My books turn up in all different sections of bookshops and I tend to get marketed as something ‘different’.
So, my answer is that I don’t strictly sit in a genre at the moment. I tend to straddle crime, literary, thriller, dark humour and horror. Most people called Good Samaritans ‘domestic noir’, while I saw it as a love story. A dysfunctional one, of course, but a love story nonetheless.
I write the stories that interest me, it’s up to others to try to fit them into a pigeonhole.
Do you use humor in your work?
I have to. I write about very dark things and there’s a lot of social commentary – particularly in my last three books. Talking about these things can feel like an assault on the reader. They could come across as preachy. It can seem like an idea is being hammered into your face repeatedly with a frying pan.
I use humour – albeit dark humour – to add contrast. You can’t have a book that is all shade, it has to be injected, or at least peppered, with some light. It can act as relief for a reader but it’s also very useful to use this contrast to accentuate a point. One can write humorously in order to make a more serious statement.
Are you more comfortable writing in the first, or third person POV?
I feel comfortable with all points of view, it really depends on the story and the best way to tell it. I also like writing in the second person because it is a useful tool to bring a reader into the book and make them a part of the story. I used this a lot in Hinton Hollow Death Trip because I wanted the reader to have a relationship with Evil, who narrates the story.
My next book, The Beresford, takes place in an old apartment building and is third person all the way through because I want the reader to feel like they are peering in on what is happening. But my original series of books was all first person from every character, the detective, the killer and, most importantly, the victims leading up to their death. I do not prefer one to the other, it all comes down to what works best for each story and will get the message across in the most effective way.
Bonus questions, and your last chance for brilliance . . .
Do you have any other comments, suggestions, tips, anecdotes, quotes or inspirational material you’d like to share?

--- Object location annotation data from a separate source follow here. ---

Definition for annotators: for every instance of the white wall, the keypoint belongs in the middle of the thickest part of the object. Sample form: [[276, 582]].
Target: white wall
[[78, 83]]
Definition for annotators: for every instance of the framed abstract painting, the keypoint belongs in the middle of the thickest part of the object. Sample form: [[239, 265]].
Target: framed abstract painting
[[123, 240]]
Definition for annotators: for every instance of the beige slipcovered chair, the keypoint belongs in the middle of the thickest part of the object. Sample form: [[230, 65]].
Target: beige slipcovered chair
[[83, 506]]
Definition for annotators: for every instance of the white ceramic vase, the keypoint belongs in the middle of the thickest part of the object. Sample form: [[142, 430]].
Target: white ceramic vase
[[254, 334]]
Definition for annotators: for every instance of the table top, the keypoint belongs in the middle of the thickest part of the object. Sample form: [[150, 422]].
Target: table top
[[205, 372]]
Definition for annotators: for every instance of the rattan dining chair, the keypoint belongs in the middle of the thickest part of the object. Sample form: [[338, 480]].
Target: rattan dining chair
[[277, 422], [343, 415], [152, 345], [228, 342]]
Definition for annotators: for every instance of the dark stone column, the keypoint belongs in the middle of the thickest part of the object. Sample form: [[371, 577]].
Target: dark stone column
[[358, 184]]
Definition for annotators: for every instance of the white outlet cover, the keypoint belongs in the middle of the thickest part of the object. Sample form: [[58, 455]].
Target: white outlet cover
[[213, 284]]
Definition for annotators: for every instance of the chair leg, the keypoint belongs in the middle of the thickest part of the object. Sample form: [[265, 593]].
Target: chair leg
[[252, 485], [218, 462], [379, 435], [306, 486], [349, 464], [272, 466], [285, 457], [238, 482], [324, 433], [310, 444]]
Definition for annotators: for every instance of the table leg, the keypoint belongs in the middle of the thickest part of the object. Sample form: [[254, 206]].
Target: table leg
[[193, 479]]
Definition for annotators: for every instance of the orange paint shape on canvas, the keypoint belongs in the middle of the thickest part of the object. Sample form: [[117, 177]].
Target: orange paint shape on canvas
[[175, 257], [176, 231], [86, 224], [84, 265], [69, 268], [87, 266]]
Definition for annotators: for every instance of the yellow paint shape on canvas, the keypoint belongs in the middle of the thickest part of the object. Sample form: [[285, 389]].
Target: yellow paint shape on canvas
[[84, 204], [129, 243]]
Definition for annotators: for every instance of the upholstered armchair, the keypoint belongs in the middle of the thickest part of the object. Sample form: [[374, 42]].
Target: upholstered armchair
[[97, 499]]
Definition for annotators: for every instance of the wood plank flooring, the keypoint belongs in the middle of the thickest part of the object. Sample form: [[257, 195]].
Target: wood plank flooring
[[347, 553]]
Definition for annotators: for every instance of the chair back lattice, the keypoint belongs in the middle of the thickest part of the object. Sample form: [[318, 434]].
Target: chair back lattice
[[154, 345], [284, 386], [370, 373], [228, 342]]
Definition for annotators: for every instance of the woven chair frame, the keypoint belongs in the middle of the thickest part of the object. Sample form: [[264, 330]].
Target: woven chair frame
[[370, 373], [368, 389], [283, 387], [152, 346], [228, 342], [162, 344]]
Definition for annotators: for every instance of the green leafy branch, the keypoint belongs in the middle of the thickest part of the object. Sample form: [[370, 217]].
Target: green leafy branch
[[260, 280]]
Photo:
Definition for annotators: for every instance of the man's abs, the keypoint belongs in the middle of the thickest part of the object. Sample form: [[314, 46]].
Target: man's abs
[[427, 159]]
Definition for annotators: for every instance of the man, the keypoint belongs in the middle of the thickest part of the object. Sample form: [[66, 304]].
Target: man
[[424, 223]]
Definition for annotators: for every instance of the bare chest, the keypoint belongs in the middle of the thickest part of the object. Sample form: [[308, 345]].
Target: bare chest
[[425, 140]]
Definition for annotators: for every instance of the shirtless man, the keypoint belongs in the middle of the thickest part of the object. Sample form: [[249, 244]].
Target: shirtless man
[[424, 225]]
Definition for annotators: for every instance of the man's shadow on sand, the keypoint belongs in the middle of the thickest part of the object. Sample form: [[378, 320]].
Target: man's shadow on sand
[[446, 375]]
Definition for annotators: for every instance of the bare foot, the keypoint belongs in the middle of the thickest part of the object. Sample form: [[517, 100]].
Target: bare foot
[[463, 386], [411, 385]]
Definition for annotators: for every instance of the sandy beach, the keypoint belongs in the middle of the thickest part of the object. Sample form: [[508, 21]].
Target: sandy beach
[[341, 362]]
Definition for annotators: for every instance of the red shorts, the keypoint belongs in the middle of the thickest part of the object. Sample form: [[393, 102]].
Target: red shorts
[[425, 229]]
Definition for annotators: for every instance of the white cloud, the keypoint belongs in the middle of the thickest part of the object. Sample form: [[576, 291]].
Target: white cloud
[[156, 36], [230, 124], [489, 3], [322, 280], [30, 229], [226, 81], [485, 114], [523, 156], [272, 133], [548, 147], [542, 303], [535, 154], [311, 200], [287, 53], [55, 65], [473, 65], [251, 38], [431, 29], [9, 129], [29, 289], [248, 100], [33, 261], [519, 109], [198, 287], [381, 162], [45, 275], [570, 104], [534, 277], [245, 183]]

A quote I tend to live my life by is attributed to George Bernard Shaw and goes something like, ‘The reasonable man adapts himself to the world. The unreasonable man attempts to adapt the world to himself, therefore, all progress is made by the unreasonable man.’

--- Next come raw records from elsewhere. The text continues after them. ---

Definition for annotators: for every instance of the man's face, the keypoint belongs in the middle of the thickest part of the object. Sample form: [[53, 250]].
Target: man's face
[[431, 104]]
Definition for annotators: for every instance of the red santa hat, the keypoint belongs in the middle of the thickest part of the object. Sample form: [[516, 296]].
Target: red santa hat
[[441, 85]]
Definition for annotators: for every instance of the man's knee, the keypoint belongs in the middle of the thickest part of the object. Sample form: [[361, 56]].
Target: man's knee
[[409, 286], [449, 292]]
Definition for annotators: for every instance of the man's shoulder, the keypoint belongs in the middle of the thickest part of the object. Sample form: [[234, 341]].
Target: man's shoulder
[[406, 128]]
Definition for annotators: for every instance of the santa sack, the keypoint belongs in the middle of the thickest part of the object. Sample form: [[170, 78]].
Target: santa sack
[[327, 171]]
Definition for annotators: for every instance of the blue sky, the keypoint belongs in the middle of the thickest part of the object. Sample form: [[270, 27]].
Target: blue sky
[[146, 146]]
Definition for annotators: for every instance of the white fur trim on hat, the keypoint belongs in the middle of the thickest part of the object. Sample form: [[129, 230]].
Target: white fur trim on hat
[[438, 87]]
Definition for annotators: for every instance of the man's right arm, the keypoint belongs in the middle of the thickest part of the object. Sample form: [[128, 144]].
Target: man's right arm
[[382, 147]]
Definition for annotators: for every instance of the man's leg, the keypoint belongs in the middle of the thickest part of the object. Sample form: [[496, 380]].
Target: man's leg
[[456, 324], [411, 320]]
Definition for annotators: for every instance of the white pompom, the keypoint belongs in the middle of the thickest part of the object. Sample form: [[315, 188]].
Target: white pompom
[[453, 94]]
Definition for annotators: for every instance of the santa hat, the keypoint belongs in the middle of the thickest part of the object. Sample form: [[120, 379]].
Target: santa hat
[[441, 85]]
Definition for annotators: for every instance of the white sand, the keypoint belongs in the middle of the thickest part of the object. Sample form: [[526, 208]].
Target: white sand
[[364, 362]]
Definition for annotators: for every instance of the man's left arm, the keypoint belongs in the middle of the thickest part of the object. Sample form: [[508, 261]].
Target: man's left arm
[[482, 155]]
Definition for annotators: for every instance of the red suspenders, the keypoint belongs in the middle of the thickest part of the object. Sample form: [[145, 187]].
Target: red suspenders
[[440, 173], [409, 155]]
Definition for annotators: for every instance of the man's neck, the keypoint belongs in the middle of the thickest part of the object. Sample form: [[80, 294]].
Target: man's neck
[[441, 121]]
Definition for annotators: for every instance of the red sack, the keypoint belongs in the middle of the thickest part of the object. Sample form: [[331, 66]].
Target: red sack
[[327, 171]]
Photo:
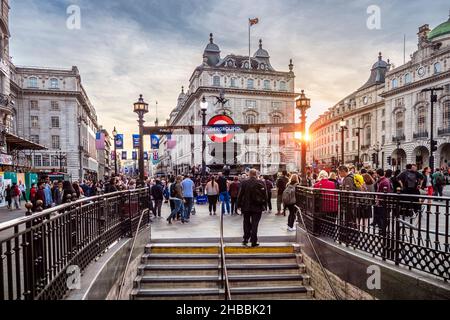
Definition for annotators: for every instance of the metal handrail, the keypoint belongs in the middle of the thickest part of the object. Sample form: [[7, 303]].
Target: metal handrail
[[224, 272], [131, 253]]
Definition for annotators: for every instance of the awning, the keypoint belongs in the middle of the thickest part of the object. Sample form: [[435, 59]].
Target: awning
[[16, 143]]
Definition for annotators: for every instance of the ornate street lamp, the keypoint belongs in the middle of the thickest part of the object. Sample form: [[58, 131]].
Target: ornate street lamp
[[204, 108], [141, 108], [343, 126], [303, 104], [114, 133]]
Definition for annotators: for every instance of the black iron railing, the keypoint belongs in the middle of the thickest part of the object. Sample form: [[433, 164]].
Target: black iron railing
[[409, 230], [42, 255]]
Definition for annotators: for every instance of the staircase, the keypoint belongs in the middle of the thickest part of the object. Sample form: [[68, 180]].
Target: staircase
[[193, 271]]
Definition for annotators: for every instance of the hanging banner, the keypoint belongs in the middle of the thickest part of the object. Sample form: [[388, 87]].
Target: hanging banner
[[155, 142], [135, 141], [119, 141], [100, 143]]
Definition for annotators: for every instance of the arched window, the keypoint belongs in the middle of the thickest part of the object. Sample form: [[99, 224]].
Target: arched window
[[421, 119], [276, 119], [399, 124], [250, 119], [54, 83], [32, 82], [446, 115]]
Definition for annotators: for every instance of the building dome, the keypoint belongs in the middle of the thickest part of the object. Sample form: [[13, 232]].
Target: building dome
[[440, 30], [261, 53]]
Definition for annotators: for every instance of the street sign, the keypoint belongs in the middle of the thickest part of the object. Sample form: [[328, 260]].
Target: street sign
[[223, 136]]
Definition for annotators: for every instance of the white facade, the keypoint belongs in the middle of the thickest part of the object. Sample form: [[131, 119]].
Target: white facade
[[254, 96]]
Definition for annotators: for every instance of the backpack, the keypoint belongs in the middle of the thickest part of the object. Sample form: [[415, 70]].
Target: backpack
[[411, 180], [289, 197], [258, 194]]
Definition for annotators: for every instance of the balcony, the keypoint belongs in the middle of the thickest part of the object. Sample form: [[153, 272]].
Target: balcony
[[420, 134], [444, 131], [399, 137]]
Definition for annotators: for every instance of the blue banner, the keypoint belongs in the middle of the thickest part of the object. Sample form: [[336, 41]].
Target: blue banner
[[119, 141], [155, 142], [135, 141]]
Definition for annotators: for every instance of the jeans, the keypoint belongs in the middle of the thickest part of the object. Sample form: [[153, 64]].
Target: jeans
[[225, 201], [178, 208], [251, 223], [157, 208], [188, 208]]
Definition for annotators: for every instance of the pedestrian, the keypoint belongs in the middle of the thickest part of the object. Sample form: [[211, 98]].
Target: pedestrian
[[188, 195], [269, 187], [252, 200], [212, 191], [289, 200], [8, 196], [224, 195], [176, 195], [158, 196], [234, 193], [281, 184]]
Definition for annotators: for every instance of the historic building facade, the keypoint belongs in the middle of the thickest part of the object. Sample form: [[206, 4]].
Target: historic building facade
[[255, 93], [408, 107], [390, 112]]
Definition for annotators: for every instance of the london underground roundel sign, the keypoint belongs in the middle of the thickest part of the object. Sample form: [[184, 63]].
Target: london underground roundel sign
[[220, 136]]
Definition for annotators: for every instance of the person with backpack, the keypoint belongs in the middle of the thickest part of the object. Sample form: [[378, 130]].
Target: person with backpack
[[252, 200], [157, 192], [438, 183], [289, 200]]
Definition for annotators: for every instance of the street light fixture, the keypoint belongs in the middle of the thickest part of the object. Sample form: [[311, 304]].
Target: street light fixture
[[204, 108], [141, 108], [303, 104], [114, 133]]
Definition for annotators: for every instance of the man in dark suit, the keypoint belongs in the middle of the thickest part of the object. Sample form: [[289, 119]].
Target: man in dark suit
[[252, 200]]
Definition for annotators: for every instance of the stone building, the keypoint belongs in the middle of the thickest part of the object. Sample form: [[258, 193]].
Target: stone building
[[255, 93]]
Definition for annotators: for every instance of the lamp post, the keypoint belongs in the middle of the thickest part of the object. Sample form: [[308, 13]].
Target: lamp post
[[303, 104], [204, 107], [433, 144], [114, 133], [141, 108], [343, 126]]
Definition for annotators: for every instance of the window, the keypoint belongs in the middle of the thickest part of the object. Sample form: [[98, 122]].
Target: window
[[394, 83], [55, 122], [407, 78], [54, 83], [276, 119], [250, 104], [32, 82], [34, 122], [437, 68], [34, 105], [55, 105], [421, 119], [446, 114], [37, 160], [55, 142], [34, 138], [216, 81], [250, 119], [45, 160]]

I think this is especially true when it comes to writing or any kind of art. There are topics that most steer clear of, and few like to steer into. The reasonable and the unreasonable.
And that leads me into something my favourite contemporary writer, Chuck Palahniuk, said, ‘Don’t write to be liked, write to be remembered.’ Sage advice.
Where could you be reached on the World Wide Web?
My new website www.willcarver.co.uk is under construction as I let the previous one expire but I can be found on twitter most days talking about books and whisky. @will_carver
Many thanks Will, for your time, for your insights . . . and most of all, for your thought-provoking kick-ass novels!
BIO:
“Will Carver is the international bestselling author of the January David series. He spent his early years in Germany, but returned to the UK at age eleven, when his sporting career took off. He turned down a professional rugby contract to study theatre and television at King Alfred’s, Winchester, where he set up a successful theatre company. He currently runs his own fitness and nutrition company, and lives in Reading with his two children. Will’s latest title published by Orenda Books, Hinton Hollow Death Trip was longlisted for the Not the Booker Prize, while Nothing Important Happened Today was longlisted for the Theakston’s Old Peculier Crime Novel of the Year. Good Samaritans was book of the year in Guardian, Telegraph and Daily Express, and hit number one on the ebook charts.”